Maybe you are on the verge of turning home. You have been pricked by a dull sensation (and you hate to call it conscience, or a hardened heart), and you realise with age and experience (maybe even starting a family of your own) that parenting is seriously confounding and challenging work. You realise that maybe your parents didn’t know better back then. Perhaps, you still hate them because you have found that you are repeating some of their mistakes, against every fibre of your more enlightened self – and finally, you start to empathise with them. We pray to God for the grace of forgiveness and repentance.
The elder son
Are we the older child in the family who has grown up feeling side-lined, or felt we experienced unfair treatment when compared with our siblings? Do we feel that we had harsher punishments or have more was expected just because “you are older”? This has invariably led to strained relationships with your parents or other siblings. Perhaps when you were younger and had less of a ‘voice’ you were unable to make these feelings known. Yet as you have grown older, you cannot help but be triggered with bitterness over history and have no way of being released from this unhappiness. We pray for the grace of empathy, forgiveness, and for joy to be free from resentment.

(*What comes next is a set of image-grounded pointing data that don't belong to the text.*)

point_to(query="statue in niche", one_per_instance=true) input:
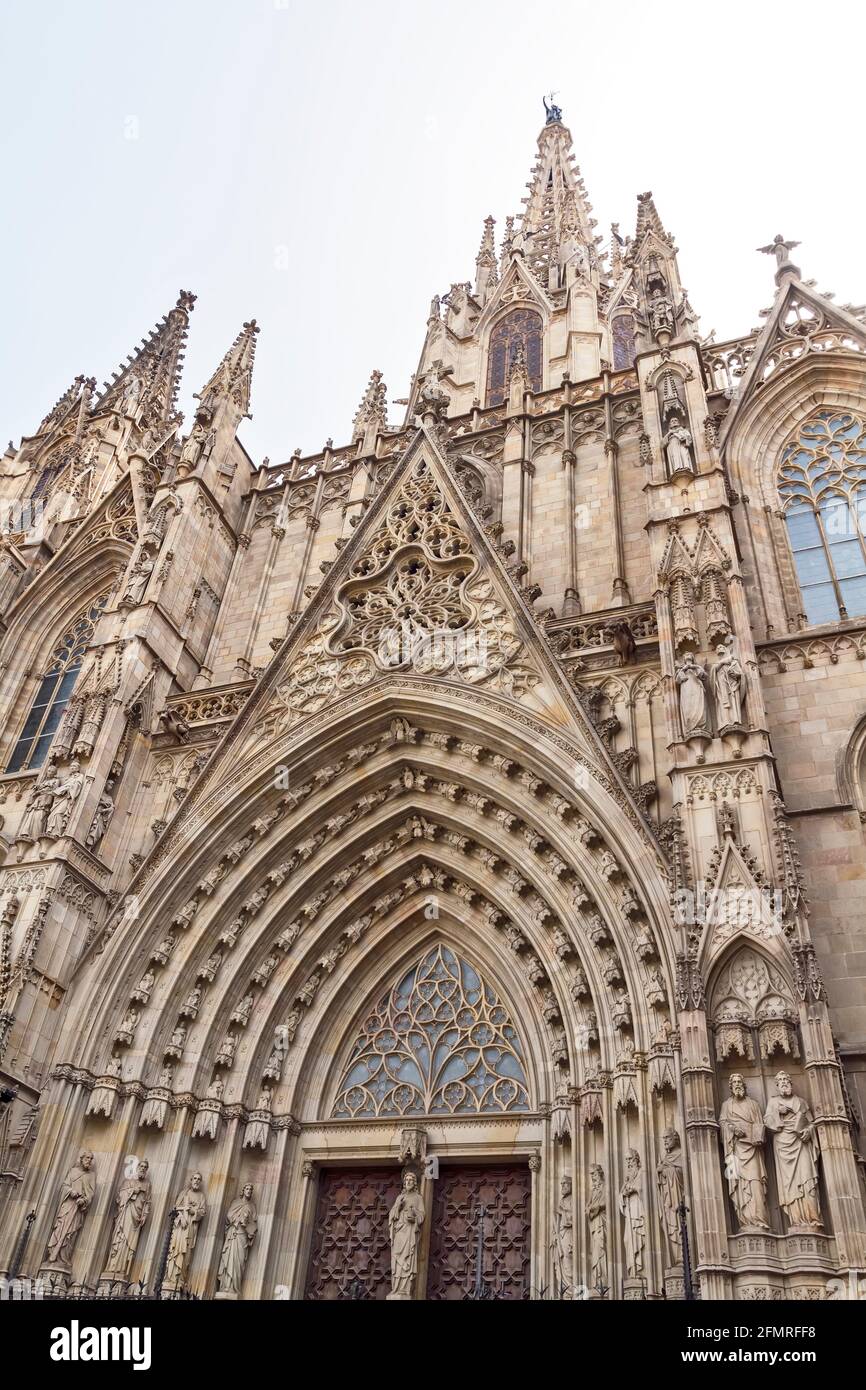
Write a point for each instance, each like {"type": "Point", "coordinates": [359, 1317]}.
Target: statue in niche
{"type": "Point", "coordinates": [677, 444]}
{"type": "Point", "coordinates": [241, 1226]}
{"type": "Point", "coordinates": [727, 687]}
{"type": "Point", "coordinates": [36, 811]}
{"type": "Point", "coordinates": [634, 1221]}
{"type": "Point", "coordinates": [597, 1212]}
{"type": "Point", "coordinates": [660, 312]}
{"type": "Point", "coordinates": [672, 1193]}
{"type": "Point", "coordinates": [206, 1123]}
{"type": "Point", "coordinates": [100, 822]}
{"type": "Point", "coordinates": [694, 710]}
{"type": "Point", "coordinates": [145, 986]}
{"type": "Point", "coordinates": [102, 1097]}
{"type": "Point", "coordinates": [129, 395]}
{"type": "Point", "coordinates": [405, 1221]}
{"type": "Point", "coordinates": [189, 1207]}
{"type": "Point", "coordinates": [75, 1197]}
{"type": "Point", "coordinates": [66, 792]}
{"type": "Point", "coordinates": [139, 578]}
{"type": "Point", "coordinates": [199, 441]}
{"type": "Point", "coordinates": [192, 1001]}
{"type": "Point", "coordinates": [563, 1240]}
{"type": "Point", "coordinates": [797, 1151]}
{"type": "Point", "coordinates": [742, 1133]}
{"type": "Point", "coordinates": [132, 1201]}
{"type": "Point", "coordinates": [128, 1025]}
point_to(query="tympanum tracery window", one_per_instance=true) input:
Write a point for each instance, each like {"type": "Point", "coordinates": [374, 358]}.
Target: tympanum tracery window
{"type": "Point", "coordinates": [437, 1043]}
{"type": "Point", "coordinates": [54, 691]}
{"type": "Point", "coordinates": [520, 328]}
{"type": "Point", "coordinates": [822, 483]}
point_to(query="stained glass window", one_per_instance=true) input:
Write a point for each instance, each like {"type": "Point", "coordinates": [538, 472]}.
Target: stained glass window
{"type": "Point", "coordinates": [54, 691]}
{"type": "Point", "coordinates": [822, 483]}
{"type": "Point", "coordinates": [437, 1043]}
{"type": "Point", "coordinates": [520, 328]}
{"type": "Point", "coordinates": [623, 342]}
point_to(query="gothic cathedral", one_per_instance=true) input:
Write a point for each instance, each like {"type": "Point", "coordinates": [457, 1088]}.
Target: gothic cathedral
{"type": "Point", "coordinates": [434, 868]}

In this sense, we have all been estranged in one way or another, from the people we love the most (or should love the most). These are the relationships we first learn how to love and be loved from: our parents and siblings. And this why they are also the relationships that cause the first and greatest hurts that we ever experience in life.
There are no easy answers to resolve these longstanding wounds, but I am sure we all desire to be free from these difficult emotions. I truly believe the way forward for many of us is to break the ‘vicious cycles’ of familial and intergenerational wounds. We either work hard to heal from these, or we risk bringing these unconsciously into our future relationships and families. The first step is a great desire to heal, the further steps are a persevering willingness to keep on walking the path of healing no matter how challenging. Even if we don’t see immediate results. We are healing the past in order to build the future and a more beautiful legacy of love and freedom.
(Today’s OXYGEN by Debbie Loo)
Prayer: We are all on this journey to heal. We pray to God to grant us wisdom to see the truth, courage to respond to the call to change, and deep joy for the journey.
Thanksgiving: Thank you Lord for the gift of understanding and empathy. It helps me to see how our lives are intertwined, and so it is with love and pain. Thank you for being our God of endless redemption.